Juilliard's semester-end chamber music recitals concluded this past Sunday afternoon. I chose to attend the 1:00 p.m. performance and was quite pleased to find that the program featured well known works by Beethoven and Schubert. There was a bit of drama before things began, though, when the lead-off musicians could not be located. But no one in the audience seemed to mind waiting a few minutes - everyone realizes how busy Juilliard students are - and the recital, once the errant players had been located, started only fifteen minutes behind schedule.
The program opened with Beethoven's Violin Sonata No. 9, Op. 47 (1803), nicknamed the "Kreutzer Sonata" after the violinist Rodolphe Kreutzer. Kreutzer. however, was not the original dedicatee. That honor had first been given to George Bridgetower, the violinist who had performed the sonata at its premiere with Beethoven himself playing the pianoforte part. Bridgetower must have been quite a competent musician. Without benefit of any rehearsal, according to Ferdinand Ries whom Beethoven summoned at 4:30 a.m. to copy the work, he was able to sight read his part while looking over Beethoven's shoulder at the composer's own copy of the score and even under those circumstances was able to make a correction Beethoven accepted, gleefully exclaiming "Noch einmal, mein lieber Bursch!" ("Once again, my dear boy!"). Unfortunately, the two decided to celebrate after the performance ended and went out together for drinks. Since for some unknown reason the concert had begun at the ungodly hour of 8:00 a.m., it may have been a bad idea to start making the rounds of the bars so early in the day. While the two friends were downing their liquor, Bridgetower began making unflattering remarks concerning the questionable virtue of a woman of his acquaintance. The woman turned out to be friend of Beethoven who was not at all happy to hear her treated so shabbily. He removed Bridgetower's name as dedicatee when the sonata was published and gave the honor instead to Kreutzer whom he had met only once and then briefly. In a further twist, Kreutzer, not pleased at being second in line, declared the work "outrageously unintelligible" and never performed it. Beethoven seems not to have had any luck with his dedications. One need only remember what happened the following year when his plan to dedicate his Third Symphony, the "Eroica," to Napoleon went fatefully awry.

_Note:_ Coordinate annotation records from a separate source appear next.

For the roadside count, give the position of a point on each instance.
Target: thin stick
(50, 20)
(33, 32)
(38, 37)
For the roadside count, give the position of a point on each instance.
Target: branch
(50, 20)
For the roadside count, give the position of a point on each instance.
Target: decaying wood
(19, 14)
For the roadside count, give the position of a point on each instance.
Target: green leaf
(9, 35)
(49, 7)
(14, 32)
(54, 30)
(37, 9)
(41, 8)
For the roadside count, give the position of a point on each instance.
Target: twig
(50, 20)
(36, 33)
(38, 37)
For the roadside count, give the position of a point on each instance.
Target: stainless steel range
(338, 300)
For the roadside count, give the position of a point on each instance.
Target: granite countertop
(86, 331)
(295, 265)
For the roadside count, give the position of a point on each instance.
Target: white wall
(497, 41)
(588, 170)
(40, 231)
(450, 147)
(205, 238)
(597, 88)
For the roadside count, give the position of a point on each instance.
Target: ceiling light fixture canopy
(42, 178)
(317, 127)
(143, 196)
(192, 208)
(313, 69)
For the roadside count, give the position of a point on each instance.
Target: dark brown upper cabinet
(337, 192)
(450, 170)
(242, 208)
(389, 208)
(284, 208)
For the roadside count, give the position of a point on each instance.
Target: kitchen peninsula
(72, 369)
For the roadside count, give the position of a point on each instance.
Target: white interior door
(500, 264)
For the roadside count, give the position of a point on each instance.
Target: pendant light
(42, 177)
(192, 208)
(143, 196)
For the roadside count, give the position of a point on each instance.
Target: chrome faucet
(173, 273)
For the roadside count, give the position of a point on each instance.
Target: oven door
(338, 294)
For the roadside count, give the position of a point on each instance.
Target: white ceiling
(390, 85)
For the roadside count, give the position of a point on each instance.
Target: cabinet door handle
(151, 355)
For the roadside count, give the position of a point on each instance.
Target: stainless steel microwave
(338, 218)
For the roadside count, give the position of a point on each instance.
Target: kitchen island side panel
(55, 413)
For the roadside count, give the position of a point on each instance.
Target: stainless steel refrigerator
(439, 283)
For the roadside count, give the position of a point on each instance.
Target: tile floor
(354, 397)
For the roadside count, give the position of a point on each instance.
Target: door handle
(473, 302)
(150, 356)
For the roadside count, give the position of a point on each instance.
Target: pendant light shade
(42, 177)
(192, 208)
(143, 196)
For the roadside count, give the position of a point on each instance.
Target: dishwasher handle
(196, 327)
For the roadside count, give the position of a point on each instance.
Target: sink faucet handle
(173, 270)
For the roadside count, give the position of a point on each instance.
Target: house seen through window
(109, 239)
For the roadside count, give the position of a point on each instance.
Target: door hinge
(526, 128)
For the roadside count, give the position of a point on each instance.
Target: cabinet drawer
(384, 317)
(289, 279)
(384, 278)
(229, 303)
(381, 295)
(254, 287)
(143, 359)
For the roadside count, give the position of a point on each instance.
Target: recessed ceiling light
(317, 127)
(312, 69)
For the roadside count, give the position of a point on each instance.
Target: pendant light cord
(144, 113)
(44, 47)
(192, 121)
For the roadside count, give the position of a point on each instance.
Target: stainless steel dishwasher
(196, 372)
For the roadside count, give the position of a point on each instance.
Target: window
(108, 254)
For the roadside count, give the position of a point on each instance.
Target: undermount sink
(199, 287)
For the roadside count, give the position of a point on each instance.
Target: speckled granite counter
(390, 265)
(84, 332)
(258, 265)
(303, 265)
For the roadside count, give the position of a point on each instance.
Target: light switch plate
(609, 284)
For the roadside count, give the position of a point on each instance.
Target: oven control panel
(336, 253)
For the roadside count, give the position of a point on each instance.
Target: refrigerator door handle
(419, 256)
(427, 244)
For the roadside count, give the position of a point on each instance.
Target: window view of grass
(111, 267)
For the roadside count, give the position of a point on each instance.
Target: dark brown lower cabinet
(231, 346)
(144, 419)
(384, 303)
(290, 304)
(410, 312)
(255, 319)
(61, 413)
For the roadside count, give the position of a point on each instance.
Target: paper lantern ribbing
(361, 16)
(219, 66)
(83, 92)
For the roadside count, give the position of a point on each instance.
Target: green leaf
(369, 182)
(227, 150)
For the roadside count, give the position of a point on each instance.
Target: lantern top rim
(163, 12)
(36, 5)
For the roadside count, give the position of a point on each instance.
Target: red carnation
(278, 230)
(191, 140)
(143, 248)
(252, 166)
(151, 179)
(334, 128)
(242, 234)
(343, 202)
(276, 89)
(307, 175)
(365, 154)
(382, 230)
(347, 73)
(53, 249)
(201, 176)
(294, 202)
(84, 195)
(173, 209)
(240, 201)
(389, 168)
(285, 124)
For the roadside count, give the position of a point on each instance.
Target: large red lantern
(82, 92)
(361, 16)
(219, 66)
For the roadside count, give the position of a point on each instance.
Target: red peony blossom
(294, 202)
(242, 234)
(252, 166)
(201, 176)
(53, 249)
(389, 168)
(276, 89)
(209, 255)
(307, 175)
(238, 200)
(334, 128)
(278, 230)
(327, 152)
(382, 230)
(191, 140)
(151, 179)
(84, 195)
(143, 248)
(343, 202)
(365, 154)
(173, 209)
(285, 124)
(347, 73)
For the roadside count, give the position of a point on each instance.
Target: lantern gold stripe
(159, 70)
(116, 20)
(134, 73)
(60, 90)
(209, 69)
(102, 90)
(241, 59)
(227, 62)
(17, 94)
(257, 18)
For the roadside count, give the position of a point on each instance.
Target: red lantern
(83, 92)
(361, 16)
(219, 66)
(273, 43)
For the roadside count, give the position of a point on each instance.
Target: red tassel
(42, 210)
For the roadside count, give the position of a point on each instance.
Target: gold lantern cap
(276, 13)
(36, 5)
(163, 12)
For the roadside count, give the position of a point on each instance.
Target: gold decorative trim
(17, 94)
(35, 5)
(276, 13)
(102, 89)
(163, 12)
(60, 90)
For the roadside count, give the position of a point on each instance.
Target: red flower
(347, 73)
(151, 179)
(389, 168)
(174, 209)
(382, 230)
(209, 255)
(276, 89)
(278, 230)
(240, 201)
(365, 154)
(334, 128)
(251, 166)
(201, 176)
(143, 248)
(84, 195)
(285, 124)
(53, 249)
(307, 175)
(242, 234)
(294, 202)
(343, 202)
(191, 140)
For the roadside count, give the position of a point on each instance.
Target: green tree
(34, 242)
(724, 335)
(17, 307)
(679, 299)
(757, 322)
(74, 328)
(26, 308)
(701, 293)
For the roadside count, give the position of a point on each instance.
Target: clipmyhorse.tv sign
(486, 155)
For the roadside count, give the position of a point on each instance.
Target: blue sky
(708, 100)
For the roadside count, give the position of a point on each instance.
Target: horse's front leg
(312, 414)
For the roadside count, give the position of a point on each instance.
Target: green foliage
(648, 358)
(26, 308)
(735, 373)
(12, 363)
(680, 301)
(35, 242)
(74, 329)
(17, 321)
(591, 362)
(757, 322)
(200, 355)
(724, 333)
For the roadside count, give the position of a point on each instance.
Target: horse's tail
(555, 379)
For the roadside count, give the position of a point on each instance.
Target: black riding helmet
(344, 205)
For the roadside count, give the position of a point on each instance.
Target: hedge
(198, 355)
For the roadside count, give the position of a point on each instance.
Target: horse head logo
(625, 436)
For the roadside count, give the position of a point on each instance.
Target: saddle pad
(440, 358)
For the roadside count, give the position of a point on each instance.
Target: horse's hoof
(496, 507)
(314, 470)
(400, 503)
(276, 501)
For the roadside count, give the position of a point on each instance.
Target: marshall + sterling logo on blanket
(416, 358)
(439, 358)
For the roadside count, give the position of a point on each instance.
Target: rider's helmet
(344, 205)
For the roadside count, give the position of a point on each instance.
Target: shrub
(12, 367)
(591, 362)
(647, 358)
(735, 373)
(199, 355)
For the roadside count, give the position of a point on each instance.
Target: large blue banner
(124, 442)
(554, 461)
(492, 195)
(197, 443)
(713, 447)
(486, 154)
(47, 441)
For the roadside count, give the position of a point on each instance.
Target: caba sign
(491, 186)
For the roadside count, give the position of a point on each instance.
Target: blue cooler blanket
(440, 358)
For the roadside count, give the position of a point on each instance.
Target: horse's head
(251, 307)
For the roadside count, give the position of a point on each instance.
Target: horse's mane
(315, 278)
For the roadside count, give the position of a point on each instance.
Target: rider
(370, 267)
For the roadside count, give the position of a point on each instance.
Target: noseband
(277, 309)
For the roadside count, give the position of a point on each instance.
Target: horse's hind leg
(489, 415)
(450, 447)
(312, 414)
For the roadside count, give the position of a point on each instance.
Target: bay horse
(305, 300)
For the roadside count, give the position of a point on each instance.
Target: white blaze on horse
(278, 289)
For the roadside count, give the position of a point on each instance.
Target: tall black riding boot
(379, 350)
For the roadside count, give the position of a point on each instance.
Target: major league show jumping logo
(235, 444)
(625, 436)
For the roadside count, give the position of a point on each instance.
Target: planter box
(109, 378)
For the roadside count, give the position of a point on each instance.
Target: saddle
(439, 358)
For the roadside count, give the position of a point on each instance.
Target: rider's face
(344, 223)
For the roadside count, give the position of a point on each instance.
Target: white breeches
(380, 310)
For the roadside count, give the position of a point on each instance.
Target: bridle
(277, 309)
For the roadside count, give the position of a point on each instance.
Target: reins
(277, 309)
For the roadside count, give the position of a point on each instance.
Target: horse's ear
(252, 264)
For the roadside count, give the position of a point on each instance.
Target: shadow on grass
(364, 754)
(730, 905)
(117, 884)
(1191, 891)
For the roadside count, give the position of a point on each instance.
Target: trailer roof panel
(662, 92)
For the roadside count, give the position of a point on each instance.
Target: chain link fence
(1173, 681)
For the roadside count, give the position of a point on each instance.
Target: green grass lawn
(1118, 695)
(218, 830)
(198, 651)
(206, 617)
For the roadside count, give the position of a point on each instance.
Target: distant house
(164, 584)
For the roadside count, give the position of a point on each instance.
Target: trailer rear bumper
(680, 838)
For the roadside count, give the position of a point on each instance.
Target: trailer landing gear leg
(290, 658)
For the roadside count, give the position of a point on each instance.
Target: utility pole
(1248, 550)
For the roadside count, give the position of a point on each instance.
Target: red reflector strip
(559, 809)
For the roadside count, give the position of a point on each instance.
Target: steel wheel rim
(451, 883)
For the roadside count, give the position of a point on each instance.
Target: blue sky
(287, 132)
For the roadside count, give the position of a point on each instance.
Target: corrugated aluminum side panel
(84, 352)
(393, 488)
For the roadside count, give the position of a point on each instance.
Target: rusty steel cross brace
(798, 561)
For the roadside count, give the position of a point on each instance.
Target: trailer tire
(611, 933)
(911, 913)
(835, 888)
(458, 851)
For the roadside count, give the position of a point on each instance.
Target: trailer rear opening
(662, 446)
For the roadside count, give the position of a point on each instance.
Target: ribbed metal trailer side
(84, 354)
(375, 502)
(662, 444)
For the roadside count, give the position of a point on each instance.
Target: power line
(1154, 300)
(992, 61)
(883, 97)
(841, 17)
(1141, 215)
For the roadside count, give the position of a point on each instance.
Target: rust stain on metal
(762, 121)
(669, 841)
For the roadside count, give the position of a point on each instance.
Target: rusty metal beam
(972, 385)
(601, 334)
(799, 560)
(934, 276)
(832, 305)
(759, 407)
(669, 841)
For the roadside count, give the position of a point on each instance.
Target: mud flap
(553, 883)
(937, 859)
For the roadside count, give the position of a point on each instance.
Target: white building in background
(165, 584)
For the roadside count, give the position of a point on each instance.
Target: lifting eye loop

More important than the dedication, though, was the music itself. It was written at the inception of Beethoven's middle period but already shows a clear break from the Classical Haydnesque works that had preceded it. It is much grander in scope than the composer's prior eight sonatas for violin, a point Beethoven emphasized by including in the title the phrase “almost in the manner of a concerto.” The first movement starts off with a few slow chords that sound so awkward that the listener wonders if the violinist is perhaps experiencing difficulty at the very beginning of the piece. From there, the violin and piano move from key to key as though Beethoven were experimenting with the relationships among them in search of a particular combination. The second movement andante is based on a theme and variations, a technique Beethoven had practiced from his earliest days as a pianist, sometimes improvising variations on popular tunes whose names the audiences called out to him during recitals. What is unusual here is the complexity of the theme itself. Normally the composer would keep this fairly simple if for no other reason than to allow himself the widest latitude in creating the variations upon it. But this theme is complex and demanding and the variations derived from it all the more masterful. The third movement, a tarantella, was originally written for an earlier sonata, the Op. 30, No. 1. Beethoven had been in such haste to perform with Bridgetower that he hadn't time to write a new ending but simply used what was at hand. The movement is much more lighthearted than the first two and seems somewhat mismatched.
The performers were Yuanmiao Li, violin, and Re Zhang, piano; the coaches were Ronald Copes and Jerome Lowenthal.
The second and final work on the program was Schubert's Piano Trio No. 1 in B-flat major, D. 898 (1827). The composer's two piano trios, written shortly before his death, are rightfully considered masterpieces of the genre and are among his greatest chamber compositions. He had written an earlier trio, also in B-flat major, the D. 28, while still a student of Salieri and then for reasons unknown had abandoned the form. It was not until he had become friends with the Czech pianist Karl Maria von Bocklet who was capable of playing on the same level as violinist Ignaz Schuppanzigh and cellist Josef Linke that Schubert was inspired to return to the genre. While the models he had to work from, including those of Beethoven, were in the Classical style, Schubert more or less reinvented the trio as a vehicle for pure Romanticism. The D. 898 is literally filled with melody right from the beginning of the opening movement that is so effervescent it reminds one in this regard of the "Trout" quintet. And the second movement andante un poco mosso is among the loveliest Schubert ever composed.
The ensemble, coached by Jerome Lowenthal, consisted of Chener Yuan, violin; Yifei Li, cello; and Jiaxin Min, piano.